Gerçekten Önder Apo’nun rol oynamasını istiyorlarsa, söz konusu çevreler, bağcı dövmek istemiyorlarsa, özel savaş taktiği yapmıyorlarsa, o zaman uygun koşullar yaratmalılar. Başka türlü olmaz. Böyle adım atmazlarsa da bu hiç güven vermez.
Zaten dikkat edelim, çok fazla güven vermedi. Herkes bu tür çağrılara kuşkuyla yaklaştı. Nereden çıktı bu dediler. Halbuki çok doğal bir durumdu. O nedenle Önder Apo’nun sağlık, güvenlik ve özgür çalışma koşullarının hazırlanması lazım. Eşbaşkanlığımız onu da somut olarak ifade etti.
Herkesle görüşmesi lazım. Herkes de görmek istiyor zaten. Biz de görmek istiyoruz yönetim olarak. Yoksa yalnız başına bir kişi bir şey yapamaz. Bir kişi öncülük eder, bir hareketi geliştirir, toplumu yönlendirir. Bunu yapacak imkanlara, ortama sahip olması lazım. Bunun için de Önder Apo tutumunu belirledi, gücünü de ortaya koydu. Geriye şimdi uygun koşulların yaratılması gerekiyor. Bunu da Önder Apo yaratamaz tabii. Önder Apo dışında olanlar yaratacaklar.

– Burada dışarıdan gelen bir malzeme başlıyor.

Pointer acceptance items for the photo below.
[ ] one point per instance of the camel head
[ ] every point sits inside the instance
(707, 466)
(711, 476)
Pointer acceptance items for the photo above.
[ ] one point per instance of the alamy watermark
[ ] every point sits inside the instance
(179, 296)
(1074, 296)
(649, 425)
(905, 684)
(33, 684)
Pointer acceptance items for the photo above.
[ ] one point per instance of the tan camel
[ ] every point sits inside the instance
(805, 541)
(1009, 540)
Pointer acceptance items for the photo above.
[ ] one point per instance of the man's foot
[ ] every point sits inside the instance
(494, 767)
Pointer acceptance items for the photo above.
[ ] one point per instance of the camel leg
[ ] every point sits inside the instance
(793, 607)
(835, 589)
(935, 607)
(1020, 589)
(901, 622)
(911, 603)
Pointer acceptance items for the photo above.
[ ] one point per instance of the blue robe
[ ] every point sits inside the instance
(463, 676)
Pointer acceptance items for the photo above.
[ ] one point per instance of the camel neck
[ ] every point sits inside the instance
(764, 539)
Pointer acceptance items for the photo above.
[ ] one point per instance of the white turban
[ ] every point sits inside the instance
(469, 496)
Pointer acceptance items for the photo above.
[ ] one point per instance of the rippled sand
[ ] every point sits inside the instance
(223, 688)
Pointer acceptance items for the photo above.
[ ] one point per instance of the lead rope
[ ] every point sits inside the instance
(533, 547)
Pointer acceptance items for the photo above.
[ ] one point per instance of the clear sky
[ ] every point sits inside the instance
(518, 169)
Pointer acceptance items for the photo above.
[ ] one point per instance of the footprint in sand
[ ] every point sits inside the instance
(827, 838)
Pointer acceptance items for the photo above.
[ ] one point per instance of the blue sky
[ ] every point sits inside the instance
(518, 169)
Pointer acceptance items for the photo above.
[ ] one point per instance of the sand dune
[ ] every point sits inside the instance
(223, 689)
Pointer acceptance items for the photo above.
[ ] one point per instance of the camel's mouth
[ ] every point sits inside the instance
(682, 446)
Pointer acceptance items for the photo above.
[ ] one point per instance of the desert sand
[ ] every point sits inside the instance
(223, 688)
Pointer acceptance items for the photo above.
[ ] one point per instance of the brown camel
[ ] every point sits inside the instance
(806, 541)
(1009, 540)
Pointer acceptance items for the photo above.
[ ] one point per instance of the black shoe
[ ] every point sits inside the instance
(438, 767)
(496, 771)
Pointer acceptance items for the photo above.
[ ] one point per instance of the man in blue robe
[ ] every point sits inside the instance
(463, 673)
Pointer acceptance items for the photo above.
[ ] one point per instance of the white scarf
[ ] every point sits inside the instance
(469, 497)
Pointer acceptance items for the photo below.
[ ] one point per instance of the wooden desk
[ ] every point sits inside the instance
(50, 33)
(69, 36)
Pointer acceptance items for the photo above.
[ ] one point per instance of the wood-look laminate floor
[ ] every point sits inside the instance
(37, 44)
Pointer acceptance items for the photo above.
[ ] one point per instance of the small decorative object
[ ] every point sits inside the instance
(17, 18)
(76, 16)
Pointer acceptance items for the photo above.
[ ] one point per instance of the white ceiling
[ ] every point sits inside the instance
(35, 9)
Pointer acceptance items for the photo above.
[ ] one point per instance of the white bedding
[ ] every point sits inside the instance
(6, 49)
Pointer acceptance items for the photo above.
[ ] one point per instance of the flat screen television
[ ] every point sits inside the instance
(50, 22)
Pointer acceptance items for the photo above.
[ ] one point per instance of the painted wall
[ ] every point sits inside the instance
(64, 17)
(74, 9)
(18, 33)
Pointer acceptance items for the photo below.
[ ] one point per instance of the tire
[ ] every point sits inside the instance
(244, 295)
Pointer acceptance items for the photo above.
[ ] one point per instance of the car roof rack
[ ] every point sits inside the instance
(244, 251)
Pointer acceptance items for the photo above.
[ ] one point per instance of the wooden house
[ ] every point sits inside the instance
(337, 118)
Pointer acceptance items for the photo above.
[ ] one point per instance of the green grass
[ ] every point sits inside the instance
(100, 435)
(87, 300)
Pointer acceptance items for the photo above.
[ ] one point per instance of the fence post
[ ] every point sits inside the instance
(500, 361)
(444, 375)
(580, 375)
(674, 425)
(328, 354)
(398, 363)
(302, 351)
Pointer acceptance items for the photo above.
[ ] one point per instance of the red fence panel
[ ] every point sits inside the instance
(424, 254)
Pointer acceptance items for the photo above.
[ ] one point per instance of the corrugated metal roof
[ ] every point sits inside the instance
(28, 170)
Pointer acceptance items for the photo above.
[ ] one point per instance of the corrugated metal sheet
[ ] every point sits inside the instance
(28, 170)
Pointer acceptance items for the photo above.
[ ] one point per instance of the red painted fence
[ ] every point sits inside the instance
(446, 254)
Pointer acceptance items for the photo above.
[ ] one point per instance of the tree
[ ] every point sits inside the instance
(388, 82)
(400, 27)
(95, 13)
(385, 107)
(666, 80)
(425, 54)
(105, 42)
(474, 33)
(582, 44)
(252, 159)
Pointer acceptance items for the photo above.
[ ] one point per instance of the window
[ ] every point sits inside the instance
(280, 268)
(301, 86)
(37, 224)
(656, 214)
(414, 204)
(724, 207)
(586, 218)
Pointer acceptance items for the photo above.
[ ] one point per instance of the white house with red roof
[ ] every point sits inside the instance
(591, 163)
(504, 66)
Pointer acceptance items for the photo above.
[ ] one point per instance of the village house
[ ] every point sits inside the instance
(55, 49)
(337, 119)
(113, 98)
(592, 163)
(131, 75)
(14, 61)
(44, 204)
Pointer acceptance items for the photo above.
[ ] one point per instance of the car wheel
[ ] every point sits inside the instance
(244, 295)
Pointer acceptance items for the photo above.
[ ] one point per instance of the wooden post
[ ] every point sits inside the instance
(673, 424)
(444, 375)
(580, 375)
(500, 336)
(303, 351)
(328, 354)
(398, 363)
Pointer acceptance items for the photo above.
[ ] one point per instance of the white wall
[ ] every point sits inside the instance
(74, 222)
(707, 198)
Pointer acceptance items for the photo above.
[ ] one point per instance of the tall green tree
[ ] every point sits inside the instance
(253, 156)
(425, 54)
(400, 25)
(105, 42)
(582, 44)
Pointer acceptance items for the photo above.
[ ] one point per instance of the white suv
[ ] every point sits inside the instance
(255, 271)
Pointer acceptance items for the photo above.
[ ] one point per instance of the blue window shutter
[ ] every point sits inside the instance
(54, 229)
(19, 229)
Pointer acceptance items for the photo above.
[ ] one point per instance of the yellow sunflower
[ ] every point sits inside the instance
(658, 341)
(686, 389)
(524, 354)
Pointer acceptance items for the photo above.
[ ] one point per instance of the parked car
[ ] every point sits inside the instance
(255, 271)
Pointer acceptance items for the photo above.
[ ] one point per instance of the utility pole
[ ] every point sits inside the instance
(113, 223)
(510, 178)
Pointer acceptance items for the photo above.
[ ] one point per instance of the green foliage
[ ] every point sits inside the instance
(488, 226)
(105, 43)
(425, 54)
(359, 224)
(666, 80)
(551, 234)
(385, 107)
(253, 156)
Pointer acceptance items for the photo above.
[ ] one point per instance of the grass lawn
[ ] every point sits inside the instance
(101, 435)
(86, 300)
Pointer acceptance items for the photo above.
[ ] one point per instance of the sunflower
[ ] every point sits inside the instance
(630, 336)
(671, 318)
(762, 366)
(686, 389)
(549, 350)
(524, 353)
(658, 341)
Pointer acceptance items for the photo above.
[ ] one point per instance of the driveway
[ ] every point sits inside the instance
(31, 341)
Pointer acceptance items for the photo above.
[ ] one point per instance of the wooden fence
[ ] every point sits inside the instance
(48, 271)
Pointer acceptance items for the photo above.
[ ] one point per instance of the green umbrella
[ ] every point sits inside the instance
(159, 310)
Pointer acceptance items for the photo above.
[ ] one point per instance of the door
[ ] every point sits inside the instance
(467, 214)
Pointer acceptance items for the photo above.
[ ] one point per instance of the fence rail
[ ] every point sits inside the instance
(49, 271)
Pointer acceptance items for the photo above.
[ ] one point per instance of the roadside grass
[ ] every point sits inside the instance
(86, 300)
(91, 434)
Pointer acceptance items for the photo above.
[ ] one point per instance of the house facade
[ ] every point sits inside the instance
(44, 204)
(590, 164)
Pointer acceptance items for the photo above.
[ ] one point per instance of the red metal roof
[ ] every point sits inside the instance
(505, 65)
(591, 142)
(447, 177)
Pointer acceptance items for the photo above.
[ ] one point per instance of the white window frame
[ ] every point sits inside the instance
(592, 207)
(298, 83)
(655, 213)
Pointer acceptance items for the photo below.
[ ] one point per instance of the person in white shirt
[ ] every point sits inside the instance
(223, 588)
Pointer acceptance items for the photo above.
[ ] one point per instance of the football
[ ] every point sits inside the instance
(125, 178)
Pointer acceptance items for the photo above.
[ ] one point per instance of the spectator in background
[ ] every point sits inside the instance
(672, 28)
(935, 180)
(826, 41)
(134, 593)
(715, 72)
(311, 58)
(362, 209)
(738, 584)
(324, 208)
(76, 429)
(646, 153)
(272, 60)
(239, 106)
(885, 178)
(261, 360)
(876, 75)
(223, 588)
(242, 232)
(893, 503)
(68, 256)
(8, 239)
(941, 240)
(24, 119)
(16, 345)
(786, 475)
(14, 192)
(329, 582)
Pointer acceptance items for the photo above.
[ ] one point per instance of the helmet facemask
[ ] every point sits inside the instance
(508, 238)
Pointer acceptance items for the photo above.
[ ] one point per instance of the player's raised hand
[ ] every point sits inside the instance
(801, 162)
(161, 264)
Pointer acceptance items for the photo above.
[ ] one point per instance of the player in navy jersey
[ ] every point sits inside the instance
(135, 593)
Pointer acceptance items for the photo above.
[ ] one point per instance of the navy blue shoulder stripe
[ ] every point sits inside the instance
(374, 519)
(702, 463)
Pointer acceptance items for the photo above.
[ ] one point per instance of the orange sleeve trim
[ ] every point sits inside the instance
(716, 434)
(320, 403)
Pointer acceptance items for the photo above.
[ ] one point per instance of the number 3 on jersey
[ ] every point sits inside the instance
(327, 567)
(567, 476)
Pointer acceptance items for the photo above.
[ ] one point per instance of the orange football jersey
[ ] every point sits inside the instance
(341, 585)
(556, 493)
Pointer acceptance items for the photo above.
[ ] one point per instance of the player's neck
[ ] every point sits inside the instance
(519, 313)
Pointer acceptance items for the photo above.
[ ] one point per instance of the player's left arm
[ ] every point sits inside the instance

Şimdi net tutumu gördü bütün kamuoyu, herkes, hepimiz. Görev Önder Apo dışında hepimize düşüyor. Bu uygun koşulların yaratılması görevi de hepimizindir. Bizlerindir, daha güçlü mücadele etmeliyiz.
Bu görev aynı zamanda İmralı sistemini yaratanlarındır, çağrı yapanlarındır. Yani kendileri değişiklik yapacaklar. Ortada var olan tutumlarını değiştirecekler. Bu ifade edilebilir.
DEMOKRATİK SİYASİ ÇÖZÜMÜ GERÇEKLEŞTİREBİLECEK TEK KİŞİ ÖNDER APO’DUR
Şunu belirtelim. Bir kere daha şu görüldü. Gerçekten de Kürt sorununun demokratik siyasi çözümünü gerçekleştirebilecek, Türk barışını sağlayabilecek, bir sürece öncülük edecek tek kişi Önder Apo’dur. Bu net. Yönetimimiz açıkladı. Önder Apo, Kürt halkının özgürlük ve demokrasi iradesini temsil ediyor. Başmüzakerecidir. Öyle boş laflarla ortamı kimse muğlaklaştırmasın. Netlikleri ortadan kaldırmasın, karışıklık yaratmasınlar.
Kürt tarafında gerçek olan budur, bunun altını bu vesileyle bir kere daha çiziyoruz. Son olarak ne ifade etti Önder Apo? Tecrit devam ediyor dedi. Tecrit devam ediyor, doğru. Tecrit 26 yıllık İmralı işkence ve soykırım sistemidir. Tecrit 3 aylık bir durum değil ki. Bu sistemin kendisidir.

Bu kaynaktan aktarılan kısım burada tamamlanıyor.